(558c) Self-Assembly of Hydrophobically Modified Polymeric Betaines

Polyampholytes consisting of oppositely charged monomer subunits are considered as the synthetic equivalents of naturally occurring biological molecules like proteins or DNA, and have offered many potential applications in industries. Among them, the hydrophobically modified polyampholytes are unique class of these polymers containing both ionizable and hydrophobic moieties. Therefore, the structure, morphology, hydrodynamic and conformational properties of hydrophobic polyampholytes depend on environmental conditions including pH, ionic strength, temperature, water-organic solvents. Two major forces – electrostatic repulsion (or attraction) and hydrophobic interactions – govern self-assembly process of these polymers and decide formation of different structures such as amorphous, ordered, expanded, coiled and globular states.

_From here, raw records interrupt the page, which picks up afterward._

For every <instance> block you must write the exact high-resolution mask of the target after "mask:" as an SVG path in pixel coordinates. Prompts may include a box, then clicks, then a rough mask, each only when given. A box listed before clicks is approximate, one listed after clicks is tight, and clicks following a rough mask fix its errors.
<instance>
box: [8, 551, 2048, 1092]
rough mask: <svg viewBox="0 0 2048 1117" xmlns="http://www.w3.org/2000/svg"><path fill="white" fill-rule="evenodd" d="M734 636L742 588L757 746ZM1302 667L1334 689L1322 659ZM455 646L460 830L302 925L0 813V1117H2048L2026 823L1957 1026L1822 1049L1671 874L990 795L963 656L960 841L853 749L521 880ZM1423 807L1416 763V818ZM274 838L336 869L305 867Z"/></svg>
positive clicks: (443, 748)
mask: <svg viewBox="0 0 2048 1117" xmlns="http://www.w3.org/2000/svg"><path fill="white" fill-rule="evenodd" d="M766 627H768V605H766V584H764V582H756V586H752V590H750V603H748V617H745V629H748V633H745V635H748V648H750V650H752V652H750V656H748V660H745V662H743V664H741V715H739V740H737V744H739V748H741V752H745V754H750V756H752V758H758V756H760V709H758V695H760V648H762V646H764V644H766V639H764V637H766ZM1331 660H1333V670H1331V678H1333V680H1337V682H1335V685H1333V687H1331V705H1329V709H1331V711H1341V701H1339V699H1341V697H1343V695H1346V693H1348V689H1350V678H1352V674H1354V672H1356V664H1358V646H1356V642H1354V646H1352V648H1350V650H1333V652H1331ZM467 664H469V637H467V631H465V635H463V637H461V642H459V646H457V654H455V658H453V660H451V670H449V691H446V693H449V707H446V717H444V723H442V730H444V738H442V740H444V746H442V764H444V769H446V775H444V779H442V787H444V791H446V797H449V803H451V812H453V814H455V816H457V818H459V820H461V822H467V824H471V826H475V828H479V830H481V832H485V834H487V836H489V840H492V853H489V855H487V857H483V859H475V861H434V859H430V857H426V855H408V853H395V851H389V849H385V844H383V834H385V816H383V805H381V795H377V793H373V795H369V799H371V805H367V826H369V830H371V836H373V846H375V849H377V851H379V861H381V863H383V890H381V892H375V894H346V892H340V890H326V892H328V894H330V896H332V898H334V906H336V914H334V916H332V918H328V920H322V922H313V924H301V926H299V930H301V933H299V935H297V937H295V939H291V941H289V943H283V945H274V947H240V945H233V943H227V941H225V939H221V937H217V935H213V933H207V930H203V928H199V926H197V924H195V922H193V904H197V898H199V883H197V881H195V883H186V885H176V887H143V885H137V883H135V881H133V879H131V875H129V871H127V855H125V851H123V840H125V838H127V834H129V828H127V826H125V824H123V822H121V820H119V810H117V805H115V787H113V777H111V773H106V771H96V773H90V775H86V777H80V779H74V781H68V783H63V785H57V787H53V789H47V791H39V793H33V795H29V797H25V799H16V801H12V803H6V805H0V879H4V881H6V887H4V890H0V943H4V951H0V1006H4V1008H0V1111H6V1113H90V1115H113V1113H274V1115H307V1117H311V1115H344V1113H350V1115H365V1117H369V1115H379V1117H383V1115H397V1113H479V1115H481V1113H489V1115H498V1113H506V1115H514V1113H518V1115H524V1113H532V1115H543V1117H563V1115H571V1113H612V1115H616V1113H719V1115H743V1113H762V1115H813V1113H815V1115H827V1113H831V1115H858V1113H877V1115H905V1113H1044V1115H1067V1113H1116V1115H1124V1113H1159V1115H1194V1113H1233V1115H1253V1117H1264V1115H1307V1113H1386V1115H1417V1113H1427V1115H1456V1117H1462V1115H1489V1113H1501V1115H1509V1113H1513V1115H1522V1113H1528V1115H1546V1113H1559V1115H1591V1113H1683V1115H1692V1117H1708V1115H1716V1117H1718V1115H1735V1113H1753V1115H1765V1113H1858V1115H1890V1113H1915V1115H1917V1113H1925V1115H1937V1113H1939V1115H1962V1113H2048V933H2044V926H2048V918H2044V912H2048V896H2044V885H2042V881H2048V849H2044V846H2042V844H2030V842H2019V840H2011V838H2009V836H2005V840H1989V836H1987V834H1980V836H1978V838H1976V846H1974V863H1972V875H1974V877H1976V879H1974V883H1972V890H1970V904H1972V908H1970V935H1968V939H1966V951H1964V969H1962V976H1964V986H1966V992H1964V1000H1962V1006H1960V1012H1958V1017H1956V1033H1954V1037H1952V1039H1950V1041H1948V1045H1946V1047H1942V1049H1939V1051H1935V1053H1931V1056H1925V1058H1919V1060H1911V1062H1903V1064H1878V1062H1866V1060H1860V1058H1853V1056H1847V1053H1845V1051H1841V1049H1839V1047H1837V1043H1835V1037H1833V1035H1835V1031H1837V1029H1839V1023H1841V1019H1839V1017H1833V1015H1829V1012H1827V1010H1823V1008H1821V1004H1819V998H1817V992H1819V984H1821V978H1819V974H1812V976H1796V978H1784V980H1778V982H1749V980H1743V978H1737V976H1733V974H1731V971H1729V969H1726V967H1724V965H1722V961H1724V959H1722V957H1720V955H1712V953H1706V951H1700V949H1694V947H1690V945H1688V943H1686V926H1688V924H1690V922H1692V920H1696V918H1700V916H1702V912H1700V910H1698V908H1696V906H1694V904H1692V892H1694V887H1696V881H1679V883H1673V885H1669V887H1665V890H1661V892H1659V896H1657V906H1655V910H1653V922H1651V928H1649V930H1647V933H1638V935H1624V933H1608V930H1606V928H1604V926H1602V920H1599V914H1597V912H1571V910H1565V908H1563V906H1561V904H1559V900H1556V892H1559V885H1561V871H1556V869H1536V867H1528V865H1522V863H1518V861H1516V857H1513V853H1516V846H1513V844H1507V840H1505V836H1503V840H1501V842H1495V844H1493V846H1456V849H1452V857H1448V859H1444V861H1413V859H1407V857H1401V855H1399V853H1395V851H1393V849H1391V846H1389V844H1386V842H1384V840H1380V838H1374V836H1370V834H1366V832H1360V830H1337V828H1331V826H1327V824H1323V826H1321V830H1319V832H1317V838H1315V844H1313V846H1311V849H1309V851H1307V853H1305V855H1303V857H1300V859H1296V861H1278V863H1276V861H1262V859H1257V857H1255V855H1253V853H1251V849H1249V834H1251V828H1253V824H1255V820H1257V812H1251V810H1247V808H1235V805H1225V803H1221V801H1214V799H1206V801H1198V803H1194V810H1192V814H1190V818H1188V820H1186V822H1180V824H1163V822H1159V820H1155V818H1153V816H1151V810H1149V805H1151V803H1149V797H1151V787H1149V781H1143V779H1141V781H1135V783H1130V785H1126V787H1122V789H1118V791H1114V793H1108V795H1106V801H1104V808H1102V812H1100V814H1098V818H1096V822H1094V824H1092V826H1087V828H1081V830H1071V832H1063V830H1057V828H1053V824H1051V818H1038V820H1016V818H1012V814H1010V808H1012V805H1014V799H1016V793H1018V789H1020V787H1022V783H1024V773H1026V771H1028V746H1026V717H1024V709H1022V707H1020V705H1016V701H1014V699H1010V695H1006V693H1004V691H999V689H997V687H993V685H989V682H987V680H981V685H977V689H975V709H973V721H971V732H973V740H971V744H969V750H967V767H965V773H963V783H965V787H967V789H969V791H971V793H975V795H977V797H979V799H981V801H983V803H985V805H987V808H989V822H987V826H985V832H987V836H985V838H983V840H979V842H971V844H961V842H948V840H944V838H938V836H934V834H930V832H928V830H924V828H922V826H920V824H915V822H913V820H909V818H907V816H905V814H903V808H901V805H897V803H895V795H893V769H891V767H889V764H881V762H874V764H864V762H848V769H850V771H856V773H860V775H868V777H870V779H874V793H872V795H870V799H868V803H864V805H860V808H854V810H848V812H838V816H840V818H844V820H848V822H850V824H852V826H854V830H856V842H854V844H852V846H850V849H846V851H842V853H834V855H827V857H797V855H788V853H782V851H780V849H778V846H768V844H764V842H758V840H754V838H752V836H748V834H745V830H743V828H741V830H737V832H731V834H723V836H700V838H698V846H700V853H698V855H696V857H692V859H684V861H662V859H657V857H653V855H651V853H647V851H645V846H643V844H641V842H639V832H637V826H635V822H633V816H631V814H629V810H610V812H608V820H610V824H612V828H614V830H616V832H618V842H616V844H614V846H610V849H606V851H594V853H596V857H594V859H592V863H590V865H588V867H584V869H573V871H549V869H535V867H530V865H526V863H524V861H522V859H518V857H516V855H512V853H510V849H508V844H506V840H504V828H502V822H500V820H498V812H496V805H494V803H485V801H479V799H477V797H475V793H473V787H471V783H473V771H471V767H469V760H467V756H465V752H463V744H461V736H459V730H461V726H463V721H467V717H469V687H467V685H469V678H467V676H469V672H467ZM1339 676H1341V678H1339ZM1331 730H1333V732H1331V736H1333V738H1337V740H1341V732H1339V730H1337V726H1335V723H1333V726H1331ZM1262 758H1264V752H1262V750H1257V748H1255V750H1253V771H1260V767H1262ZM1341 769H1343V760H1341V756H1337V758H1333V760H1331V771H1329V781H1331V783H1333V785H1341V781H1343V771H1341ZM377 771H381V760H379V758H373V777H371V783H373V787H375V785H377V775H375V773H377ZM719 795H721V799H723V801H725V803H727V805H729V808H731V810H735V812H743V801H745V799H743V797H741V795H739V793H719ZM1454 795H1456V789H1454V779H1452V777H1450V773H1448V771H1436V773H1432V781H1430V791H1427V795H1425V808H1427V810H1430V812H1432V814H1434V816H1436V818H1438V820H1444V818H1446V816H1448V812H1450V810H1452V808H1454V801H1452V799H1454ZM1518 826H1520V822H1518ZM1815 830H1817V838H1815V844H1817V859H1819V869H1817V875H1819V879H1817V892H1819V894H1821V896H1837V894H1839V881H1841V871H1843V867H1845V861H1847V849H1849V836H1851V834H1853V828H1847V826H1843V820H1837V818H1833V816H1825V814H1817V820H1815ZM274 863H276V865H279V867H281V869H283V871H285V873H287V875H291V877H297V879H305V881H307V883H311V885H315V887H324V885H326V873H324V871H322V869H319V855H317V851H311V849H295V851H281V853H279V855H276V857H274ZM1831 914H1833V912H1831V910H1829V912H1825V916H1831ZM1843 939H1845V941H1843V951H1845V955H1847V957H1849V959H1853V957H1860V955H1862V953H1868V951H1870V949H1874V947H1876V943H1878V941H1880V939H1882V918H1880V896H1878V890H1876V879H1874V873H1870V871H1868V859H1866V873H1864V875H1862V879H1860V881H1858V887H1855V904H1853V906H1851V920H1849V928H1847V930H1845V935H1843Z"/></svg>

In this research, the polymeric betaines containing various long alkyl chains were synthesized by Michael addition reaction of hydrophobically modified aminocrotonates and methacrylic acid and characterized by FTIR, NMR, DSC, DLS, viscometry and zeta-potential measurements. Self-assembly of these polymers in different solvents were studied. The average hydrodynamic size and zeta potential of diluted aqueous solutions of hydrophobic polybetainess containing dodecyl-, tetradecyl- and octadecyl groups were studied as a function of pH and solvents. The results from DLS, TEM, and cryo-TEM will be also discussed as function of pH, solvents, and ionic strength. In addition, the effect of hydrophobically modified polbetaines on the crystal growth mechanism of paraffin will be also studied.